Mass arrests of Anglophone Cameroon separatistsBy YUH TIMCHIA in Yaounde | Monday, October 1 2012 at 18:42
Security forces cracked down on an early morning church Mass in Buea in the southwest region of Cameroon where suspected separatists converged for the yearly commemoration of October 1.
This is a day which the separatists say the formerly British-administered southern Cameroon was denied the option of seceding in a referendum that united the English-speaking region with the former French territory in 1961.
In the days leading up to October 1, scores of other suspected secessionists were rounded up in English-speaking towns like Ekona, Mutenguene, Tiko, Mile 14 and Limbe.

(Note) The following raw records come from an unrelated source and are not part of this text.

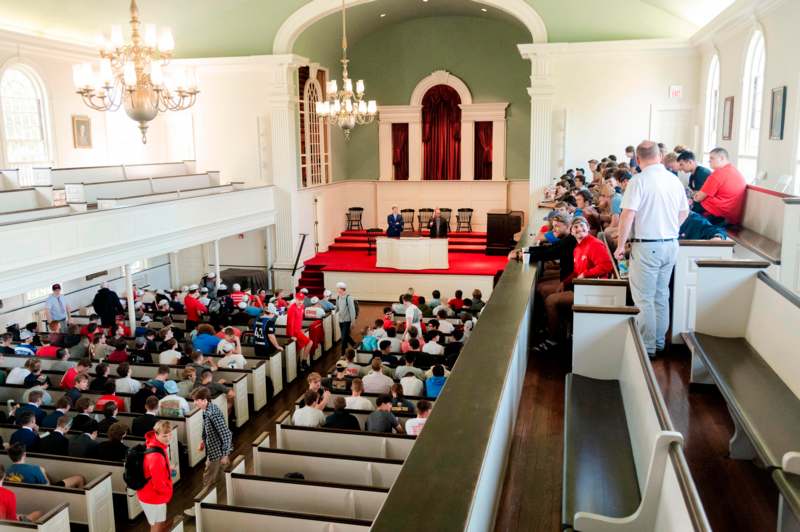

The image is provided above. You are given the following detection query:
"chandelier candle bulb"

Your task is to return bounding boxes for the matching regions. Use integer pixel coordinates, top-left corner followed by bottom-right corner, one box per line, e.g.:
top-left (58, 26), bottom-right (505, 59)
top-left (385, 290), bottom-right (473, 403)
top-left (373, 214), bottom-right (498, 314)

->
top-left (144, 24), bottom-right (158, 48)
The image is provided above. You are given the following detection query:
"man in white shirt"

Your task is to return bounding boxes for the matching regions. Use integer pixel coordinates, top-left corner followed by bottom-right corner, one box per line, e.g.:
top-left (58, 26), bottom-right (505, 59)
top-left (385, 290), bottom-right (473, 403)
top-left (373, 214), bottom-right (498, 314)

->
top-left (158, 338), bottom-right (181, 366)
top-left (292, 391), bottom-right (326, 427)
top-left (403, 294), bottom-right (422, 338)
top-left (406, 399), bottom-right (431, 436)
top-left (345, 379), bottom-right (375, 410)
top-left (614, 140), bottom-right (689, 357)
top-left (363, 357), bottom-right (394, 393)
top-left (114, 362), bottom-right (142, 393)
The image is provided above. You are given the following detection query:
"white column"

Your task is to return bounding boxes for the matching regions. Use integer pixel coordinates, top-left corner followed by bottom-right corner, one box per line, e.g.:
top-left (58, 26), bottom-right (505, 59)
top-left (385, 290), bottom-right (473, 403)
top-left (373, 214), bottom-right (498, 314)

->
top-left (461, 118), bottom-right (475, 181)
top-left (122, 264), bottom-right (136, 334)
top-left (519, 44), bottom-right (555, 227)
top-left (214, 239), bottom-right (220, 288)
top-left (408, 112), bottom-right (422, 181)
top-left (378, 121), bottom-right (394, 181)
top-left (492, 119), bottom-right (506, 181)
top-left (169, 251), bottom-right (181, 288)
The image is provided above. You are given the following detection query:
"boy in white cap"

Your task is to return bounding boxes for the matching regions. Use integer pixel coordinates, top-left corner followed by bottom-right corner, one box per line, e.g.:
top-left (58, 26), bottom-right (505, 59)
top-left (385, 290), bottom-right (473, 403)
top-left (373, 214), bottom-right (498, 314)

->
top-left (336, 282), bottom-right (357, 356)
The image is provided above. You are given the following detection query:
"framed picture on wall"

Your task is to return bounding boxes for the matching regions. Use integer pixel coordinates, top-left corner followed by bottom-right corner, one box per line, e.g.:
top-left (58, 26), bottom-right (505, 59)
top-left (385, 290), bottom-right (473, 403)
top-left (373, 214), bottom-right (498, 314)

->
top-left (769, 85), bottom-right (786, 140)
top-left (722, 96), bottom-right (733, 140)
top-left (72, 115), bottom-right (92, 149)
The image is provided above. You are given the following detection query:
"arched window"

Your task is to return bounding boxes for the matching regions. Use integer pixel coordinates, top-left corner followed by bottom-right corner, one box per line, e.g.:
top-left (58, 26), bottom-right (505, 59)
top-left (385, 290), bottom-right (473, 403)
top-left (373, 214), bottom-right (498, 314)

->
top-left (299, 67), bottom-right (331, 187)
top-left (0, 65), bottom-right (50, 167)
top-left (703, 54), bottom-right (719, 162)
top-left (738, 31), bottom-right (767, 181)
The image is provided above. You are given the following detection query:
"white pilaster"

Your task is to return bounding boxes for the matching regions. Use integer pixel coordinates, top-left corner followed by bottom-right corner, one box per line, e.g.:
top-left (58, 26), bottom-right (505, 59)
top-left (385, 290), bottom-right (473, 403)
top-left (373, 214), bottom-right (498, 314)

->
top-left (461, 117), bottom-right (475, 181)
top-left (519, 44), bottom-right (555, 219)
top-left (214, 239), bottom-right (220, 288)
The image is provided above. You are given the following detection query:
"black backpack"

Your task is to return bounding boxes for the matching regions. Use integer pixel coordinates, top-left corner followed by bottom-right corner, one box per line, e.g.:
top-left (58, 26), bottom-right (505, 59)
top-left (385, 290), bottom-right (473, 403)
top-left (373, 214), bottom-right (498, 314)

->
top-left (122, 443), bottom-right (167, 491)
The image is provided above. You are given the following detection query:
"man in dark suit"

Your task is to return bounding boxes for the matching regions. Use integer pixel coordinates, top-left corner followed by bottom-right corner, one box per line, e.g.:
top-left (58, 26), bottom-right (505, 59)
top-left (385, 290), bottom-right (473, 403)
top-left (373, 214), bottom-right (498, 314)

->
top-left (386, 207), bottom-right (403, 238)
top-left (9, 410), bottom-right (39, 452)
top-left (39, 416), bottom-right (72, 456)
top-left (428, 207), bottom-right (447, 238)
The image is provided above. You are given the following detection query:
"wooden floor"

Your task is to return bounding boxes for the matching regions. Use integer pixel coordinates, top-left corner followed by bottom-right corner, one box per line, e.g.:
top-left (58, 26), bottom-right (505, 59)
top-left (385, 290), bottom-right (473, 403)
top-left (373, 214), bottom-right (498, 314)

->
top-left (116, 303), bottom-right (383, 532)
top-left (495, 347), bottom-right (778, 532)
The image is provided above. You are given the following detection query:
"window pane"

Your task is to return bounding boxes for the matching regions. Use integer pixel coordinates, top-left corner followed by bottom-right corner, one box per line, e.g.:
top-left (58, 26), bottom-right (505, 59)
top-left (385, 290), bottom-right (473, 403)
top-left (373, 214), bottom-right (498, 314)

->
top-left (0, 68), bottom-right (49, 163)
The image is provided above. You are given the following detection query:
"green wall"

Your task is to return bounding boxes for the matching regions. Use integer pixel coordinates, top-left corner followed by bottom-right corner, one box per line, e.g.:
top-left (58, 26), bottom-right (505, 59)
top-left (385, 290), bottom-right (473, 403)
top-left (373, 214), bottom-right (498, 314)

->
top-left (295, 17), bottom-right (530, 180)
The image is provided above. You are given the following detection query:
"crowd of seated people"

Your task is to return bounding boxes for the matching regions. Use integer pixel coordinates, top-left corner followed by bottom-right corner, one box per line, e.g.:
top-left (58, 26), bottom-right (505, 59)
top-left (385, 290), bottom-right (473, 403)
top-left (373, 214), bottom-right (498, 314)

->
top-left (511, 144), bottom-right (746, 352)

Over 100 suspected activists were arrested in the Buea sweep, including the vice-chairman of the Southern Cameroons National Council (SCNC), Mr Nfor Ngalla Nfor, Catholic catechist Marguerite
Ngalla, local journalist and activist Martin Fon Yembe and his Nigerian counterpart Bashiru Ebua.
The vice-chairman of another separatist movement, the Southern Cameroons Peoples Organisation (SCAPO), Mr Augustine Ndangam, was arrested on Sunday in the north-west region before he could board a bus for the commemoration in Buea.
Tight police measures deterred them from holding any public demonstrations this year, the reason why they resorted to turning to houses of prayer.
Unconfirmed reports said the southern Cameroon flag was hoisted early Monday at Ayato, near the Mungo Bridge that separates the French speaking and English speaking parts of the country.
Created in 1995, SCNC calls for the independence of their territory. Together with several other movements with a similar agenda, they complain Anglophone Cameroonians were being relegated to the fringes of the 50-year-old union by Yaoundé authorities.
The separatist agenda is widely accepted in the English-speaking Southwest and Northwest regions.
However, it is met with hostility by the Anglophone elite who are accused of having abusing their proximity to President Paul Biya.
The government has outlawed the SCNC and its sister movements, on account that there were no problems peculiar to Aglophone Cameroon.